VTTI’s Smart Road: Driving Toward Zero

Chairman Hersman with VTTI Director Tom Dingus
Chairman Hersman with VTTI Director Tom Dingus

By Debbie Hersman

In the ambitious but achievable quest for zero deaths on our highways, strong laws, strong enforcement and smarter personal choices will all play a role. So will advances in safety technology – and that does not just mean vehicles. During a recent trip to speak at the 25th anniversary of the Virginia Tech Transportation Institute (VTTI), Director Tom Dingus took me on a tour of the Smart Road, a 2.2-mile technological marvel tucked into the green hills of Southwestern Virginia.

The Smart Road is a closed research test track built to highway specifications, owned by the Virginia Department of Transportation (VDOT) and managed by VTTI. Behind the scenes, it has quietly added an arrow to the quiver of every crusader for highway safety.

Since the Smart Road was opened in 2000, it has been used for more than 17,500 research hours. Its 75 weather towers are capable of simulating conditions ranging from torrential downpours to fine drizzle, snowfall at the rate of four inches per hour (conditions permitting), and fog. Its lighting towers with variable pole spacing are designed to replicate 95 percent of national highway systems. Fourteen different asphalt mixtures make up its surface. Sensors throughout the road collect data (e.g., moisture, temperature, strain, vibration, weigh-in-motion), and seven roadside equipment units facilitate connected-vehicle communication, as surveillance cameras convey video in real time to a control center. Its 175-foot-high Smart Road Bridge is the tallest in the state. And the entire road is connected by a high-bandwidth fiber-optic network.

Simulated weather conditions at the VTTI. Photo by Rick Griffiths
Simulated weather conditions at the VTTI. Photo by Rick Griffiths

All of that makes the Smart Road the perfect place to test new safety approaches, whether they apply to the surfaces of our highways, the way they’re lit, or safety features built into vehicles. Active safety systems now in commercial use first saw testing on the Smart Road and other VTTI test beds, including such collision avoidance systems as backup warnings, blind spot warnings, assisted braking and forward collision warnings. As Tom put it,

“We test them on the Smart Road to determine their safety benefits, whether there were unintended consequences, and how drivers really use a system compared to how engineers thought it would be used.”

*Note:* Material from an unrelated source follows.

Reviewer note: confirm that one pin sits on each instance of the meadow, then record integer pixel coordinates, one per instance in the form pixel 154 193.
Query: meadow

Today, researchers are testing connected-vehicle technology on the Smart Road prior to deployment in the real world to assess the potential for safety benefits while minimizing driving distraction and information overload. VTTI is also testing automated vehicle technologies and user acceptance. Industry leaders such as Google and GM use the Smart Road to address automated vehicle topics. Law enforcement personnel use the road for emergency maneuver and crash reconstruction classes.

Technology as simple as the seat belt, coupled with strong laws and enforcement, helped to bring yearly highway fatalities down from more than 47,000 in 1965 – the year of the first national seat-belt standard – to fewer than 34,000 in 2012. Taking into account the number of miles Americans drive, the chance of a fatality has fallen nearly fivefold.

The more lessons come from state-of-the-art facilities like the Smart Road, the fewer we have to learn the hard way – from actual highway crashes. VTTI’s Smart Road is helping with research and development of the technologies, materials, and rules of the road that, together with changes in driver behavior, can make highway fatalities a thing of the past.